Power demand is increasing rapidly in Bangladesh and there is no constructive plan yet, to meet the forthcoming power deficit by renewable energy. The traditional energy sources being limited and unsustainable, the country has to face a great challenge in upcoming days. In this respect, tidal power, as a renewable energy source with multifarious benefits, can be a fundamental provision for our future energy necessities. Fundamental of this paper is to highlight the prospects and potentials of the Bay of Bengal for developing research focusing on tidal current technologies, in conjunction with assessment of the feasibility of the concept.

In order to quantify the tidal power potential of the Bay of Bengal, an extensive and elaborate investigate has been carried out in this study. Sandwip channel with its desirable geological location, a considerable channel width of 12–16 m, and a variable current speed of 0.12–2.4 m/s (approx) was found to be one of the most preferable locations for energy extraction. A set of depth-averaged velocity data for the study area was obtained through a hydrodynamic model study. The velocity varies higher during flood than ebb and the maximum value reached 2.41 and 2.01 m/s during monsoon and dry period, respectively. The magnitude of generated electricity being directly proportional to the cube of velocity and the area of water surface swept by the turbine suggests that power generation is more effective and maximum during monsoon than dry period, as available kinetic energy is more. The power density reached its maximum with a value of 8.25 kW daily, at mid-flood of a mean spring tide of monsoon period, whereas it accounted to 4.15 kW daily power during dry period for a single-bed mounted horizontal axis turbine. Due to ease of installment, and simpler technical features, horizontal axis turbine technology has been preferred over the other existing technologies to be used applied in the study area. Finally, theoretical design of deploying 200 tidal turbines in a single row sums up to 470 mW annual power generation.

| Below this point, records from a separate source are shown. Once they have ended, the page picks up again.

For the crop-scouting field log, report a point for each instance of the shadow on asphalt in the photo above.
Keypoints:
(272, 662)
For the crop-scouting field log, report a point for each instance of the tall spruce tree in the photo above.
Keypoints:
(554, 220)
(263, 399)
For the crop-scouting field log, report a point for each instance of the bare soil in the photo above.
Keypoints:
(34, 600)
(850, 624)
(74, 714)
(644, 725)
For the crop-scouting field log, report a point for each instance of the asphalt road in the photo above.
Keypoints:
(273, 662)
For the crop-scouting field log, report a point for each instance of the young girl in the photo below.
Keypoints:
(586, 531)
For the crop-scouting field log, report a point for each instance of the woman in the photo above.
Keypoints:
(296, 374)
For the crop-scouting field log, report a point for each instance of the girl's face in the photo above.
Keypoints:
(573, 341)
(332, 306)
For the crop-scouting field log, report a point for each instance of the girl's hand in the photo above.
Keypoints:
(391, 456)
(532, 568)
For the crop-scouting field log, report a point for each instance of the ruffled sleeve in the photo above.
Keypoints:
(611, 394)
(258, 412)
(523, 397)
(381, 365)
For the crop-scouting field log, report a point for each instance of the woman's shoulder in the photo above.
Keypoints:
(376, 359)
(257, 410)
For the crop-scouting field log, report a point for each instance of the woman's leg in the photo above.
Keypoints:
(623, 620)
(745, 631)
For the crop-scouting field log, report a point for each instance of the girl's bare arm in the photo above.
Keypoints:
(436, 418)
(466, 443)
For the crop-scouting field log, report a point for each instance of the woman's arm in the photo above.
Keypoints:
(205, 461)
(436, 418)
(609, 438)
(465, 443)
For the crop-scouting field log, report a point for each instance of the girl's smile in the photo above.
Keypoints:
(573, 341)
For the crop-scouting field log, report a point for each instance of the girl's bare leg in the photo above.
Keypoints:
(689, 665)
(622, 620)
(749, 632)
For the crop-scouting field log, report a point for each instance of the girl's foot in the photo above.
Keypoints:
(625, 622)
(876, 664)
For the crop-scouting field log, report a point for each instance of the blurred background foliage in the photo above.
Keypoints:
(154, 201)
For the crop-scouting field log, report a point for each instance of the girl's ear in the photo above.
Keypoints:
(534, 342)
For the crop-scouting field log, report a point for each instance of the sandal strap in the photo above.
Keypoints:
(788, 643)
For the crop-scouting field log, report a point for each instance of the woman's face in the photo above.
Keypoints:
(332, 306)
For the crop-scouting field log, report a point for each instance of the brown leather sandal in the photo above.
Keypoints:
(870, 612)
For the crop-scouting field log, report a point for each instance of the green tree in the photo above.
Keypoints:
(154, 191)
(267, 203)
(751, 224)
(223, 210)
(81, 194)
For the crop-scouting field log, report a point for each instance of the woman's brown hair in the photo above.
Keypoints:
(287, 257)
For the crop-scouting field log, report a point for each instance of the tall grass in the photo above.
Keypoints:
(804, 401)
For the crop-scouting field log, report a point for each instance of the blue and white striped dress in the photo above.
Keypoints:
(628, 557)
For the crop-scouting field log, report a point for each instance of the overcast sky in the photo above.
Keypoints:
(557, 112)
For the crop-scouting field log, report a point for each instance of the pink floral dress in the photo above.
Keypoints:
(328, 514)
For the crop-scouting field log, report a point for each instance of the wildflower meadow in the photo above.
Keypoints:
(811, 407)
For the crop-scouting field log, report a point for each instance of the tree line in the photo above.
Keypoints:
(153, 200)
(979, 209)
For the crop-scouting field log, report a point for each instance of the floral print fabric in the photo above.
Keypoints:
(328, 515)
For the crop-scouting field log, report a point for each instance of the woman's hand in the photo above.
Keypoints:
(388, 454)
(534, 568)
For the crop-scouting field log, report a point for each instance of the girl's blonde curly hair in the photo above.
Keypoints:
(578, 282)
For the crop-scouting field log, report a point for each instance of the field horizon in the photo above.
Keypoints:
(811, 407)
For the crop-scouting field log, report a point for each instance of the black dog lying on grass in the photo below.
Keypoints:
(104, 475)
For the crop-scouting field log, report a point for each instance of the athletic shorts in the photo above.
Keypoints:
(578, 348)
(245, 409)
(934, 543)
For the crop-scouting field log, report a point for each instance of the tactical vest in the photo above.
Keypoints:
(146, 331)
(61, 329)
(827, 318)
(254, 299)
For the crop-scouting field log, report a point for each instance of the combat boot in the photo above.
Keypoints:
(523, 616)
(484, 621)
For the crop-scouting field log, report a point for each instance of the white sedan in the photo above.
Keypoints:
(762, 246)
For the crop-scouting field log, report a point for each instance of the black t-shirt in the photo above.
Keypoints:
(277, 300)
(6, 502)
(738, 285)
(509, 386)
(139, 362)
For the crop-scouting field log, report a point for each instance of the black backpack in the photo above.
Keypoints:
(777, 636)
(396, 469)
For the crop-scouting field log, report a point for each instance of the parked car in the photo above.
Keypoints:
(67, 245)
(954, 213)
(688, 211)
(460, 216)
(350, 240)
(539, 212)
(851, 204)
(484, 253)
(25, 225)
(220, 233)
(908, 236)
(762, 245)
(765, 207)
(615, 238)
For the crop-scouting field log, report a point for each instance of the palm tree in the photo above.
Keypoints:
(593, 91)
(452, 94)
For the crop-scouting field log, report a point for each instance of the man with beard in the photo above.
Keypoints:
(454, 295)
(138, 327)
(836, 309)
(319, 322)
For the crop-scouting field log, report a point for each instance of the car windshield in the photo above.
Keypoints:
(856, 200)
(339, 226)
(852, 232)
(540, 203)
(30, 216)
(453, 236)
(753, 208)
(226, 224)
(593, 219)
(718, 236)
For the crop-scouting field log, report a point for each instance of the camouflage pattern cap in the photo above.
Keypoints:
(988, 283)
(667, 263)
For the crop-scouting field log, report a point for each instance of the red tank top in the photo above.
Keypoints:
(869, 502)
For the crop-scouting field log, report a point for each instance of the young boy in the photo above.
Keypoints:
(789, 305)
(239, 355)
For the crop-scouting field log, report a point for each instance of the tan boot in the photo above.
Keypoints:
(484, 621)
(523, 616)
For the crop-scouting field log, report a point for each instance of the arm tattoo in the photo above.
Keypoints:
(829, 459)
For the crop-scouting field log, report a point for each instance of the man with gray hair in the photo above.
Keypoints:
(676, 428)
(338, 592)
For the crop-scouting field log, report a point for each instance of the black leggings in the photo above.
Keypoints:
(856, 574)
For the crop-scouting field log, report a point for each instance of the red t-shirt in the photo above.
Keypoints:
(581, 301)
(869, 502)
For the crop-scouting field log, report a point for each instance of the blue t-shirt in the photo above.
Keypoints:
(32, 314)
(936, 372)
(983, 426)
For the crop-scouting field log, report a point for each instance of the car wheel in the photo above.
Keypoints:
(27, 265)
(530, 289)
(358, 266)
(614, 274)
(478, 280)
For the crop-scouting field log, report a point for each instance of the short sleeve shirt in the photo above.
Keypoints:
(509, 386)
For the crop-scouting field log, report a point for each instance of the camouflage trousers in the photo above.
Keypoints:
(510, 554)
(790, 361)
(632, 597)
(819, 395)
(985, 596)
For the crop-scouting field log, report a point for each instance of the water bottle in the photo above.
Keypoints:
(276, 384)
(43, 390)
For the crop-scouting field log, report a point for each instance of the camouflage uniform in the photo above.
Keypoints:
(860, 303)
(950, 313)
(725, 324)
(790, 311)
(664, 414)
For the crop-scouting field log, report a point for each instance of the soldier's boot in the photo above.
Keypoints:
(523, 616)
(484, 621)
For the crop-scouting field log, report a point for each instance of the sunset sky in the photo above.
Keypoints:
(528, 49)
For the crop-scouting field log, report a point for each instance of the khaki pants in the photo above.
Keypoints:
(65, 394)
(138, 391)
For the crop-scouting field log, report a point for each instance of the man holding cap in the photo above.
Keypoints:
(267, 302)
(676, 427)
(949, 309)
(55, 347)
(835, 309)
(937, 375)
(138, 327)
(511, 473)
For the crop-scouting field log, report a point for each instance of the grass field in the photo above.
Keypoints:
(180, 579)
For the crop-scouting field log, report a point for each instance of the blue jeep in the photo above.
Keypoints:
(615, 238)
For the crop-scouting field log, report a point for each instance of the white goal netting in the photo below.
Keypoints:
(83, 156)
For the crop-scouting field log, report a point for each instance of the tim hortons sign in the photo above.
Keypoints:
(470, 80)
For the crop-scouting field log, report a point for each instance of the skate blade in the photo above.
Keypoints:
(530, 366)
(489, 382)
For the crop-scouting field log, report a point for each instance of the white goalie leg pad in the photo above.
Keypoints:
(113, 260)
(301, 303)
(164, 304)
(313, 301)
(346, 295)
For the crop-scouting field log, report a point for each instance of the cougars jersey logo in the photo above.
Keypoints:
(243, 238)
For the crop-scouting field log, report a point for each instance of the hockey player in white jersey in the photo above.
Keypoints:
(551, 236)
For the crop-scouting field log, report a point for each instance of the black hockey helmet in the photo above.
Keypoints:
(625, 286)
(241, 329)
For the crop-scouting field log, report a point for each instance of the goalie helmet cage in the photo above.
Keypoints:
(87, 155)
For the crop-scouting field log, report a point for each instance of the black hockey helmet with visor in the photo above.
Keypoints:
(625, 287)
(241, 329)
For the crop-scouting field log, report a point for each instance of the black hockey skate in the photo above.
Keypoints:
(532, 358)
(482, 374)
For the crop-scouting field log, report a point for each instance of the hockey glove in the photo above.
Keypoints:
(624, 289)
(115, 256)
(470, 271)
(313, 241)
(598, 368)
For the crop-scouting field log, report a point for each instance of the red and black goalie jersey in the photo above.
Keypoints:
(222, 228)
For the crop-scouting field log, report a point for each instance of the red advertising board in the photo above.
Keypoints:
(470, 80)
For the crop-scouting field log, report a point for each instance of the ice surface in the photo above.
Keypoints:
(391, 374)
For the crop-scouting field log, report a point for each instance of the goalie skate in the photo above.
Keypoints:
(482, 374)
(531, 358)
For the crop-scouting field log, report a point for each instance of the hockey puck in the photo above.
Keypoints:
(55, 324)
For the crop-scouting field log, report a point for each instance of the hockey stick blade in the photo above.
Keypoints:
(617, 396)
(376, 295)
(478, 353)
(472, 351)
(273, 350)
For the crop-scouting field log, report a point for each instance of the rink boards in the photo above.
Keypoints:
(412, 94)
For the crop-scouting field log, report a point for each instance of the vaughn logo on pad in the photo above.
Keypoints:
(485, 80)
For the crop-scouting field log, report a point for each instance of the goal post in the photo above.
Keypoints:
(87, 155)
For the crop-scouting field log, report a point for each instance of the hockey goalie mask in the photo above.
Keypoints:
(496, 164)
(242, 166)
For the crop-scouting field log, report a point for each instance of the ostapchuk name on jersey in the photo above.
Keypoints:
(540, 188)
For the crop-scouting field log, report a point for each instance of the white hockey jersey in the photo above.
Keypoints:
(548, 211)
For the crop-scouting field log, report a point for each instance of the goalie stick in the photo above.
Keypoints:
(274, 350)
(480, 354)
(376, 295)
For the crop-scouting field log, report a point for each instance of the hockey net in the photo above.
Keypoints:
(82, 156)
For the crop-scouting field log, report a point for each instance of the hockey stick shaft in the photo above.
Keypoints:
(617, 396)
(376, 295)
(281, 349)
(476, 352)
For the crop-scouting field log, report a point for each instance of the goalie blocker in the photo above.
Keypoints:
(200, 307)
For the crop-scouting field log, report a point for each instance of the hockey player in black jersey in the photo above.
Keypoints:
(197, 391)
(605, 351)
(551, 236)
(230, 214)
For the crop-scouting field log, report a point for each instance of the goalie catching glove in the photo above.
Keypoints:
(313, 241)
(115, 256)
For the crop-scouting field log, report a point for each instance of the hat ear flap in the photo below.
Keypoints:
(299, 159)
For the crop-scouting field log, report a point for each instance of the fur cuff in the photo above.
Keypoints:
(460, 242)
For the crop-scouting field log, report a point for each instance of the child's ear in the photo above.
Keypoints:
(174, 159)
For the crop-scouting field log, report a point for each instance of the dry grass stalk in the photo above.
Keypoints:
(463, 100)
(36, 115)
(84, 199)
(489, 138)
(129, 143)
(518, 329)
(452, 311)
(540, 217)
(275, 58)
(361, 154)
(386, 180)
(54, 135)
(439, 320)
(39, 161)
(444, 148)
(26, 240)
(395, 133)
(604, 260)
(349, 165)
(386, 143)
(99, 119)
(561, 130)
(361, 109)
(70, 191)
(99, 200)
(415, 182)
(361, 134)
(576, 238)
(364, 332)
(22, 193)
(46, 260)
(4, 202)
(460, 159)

The potential for progression of the techno economic ability of ocean power conversion technologies is enormous and propitious. Ocean energy conversion technologies are speculated to make appreciable contributions in achieving miscellaneous objectives of environmental, social, and economic policies in many countries around the world, after their integration into the world electricity market. Bangladesh too needs to keep pace with this advancing trend by exploring the renewable energy possibilities in the country. A comprehensive, holistic energy strategy should be developed to address the shortcomings related to research and studies acquainted with the suggested technology.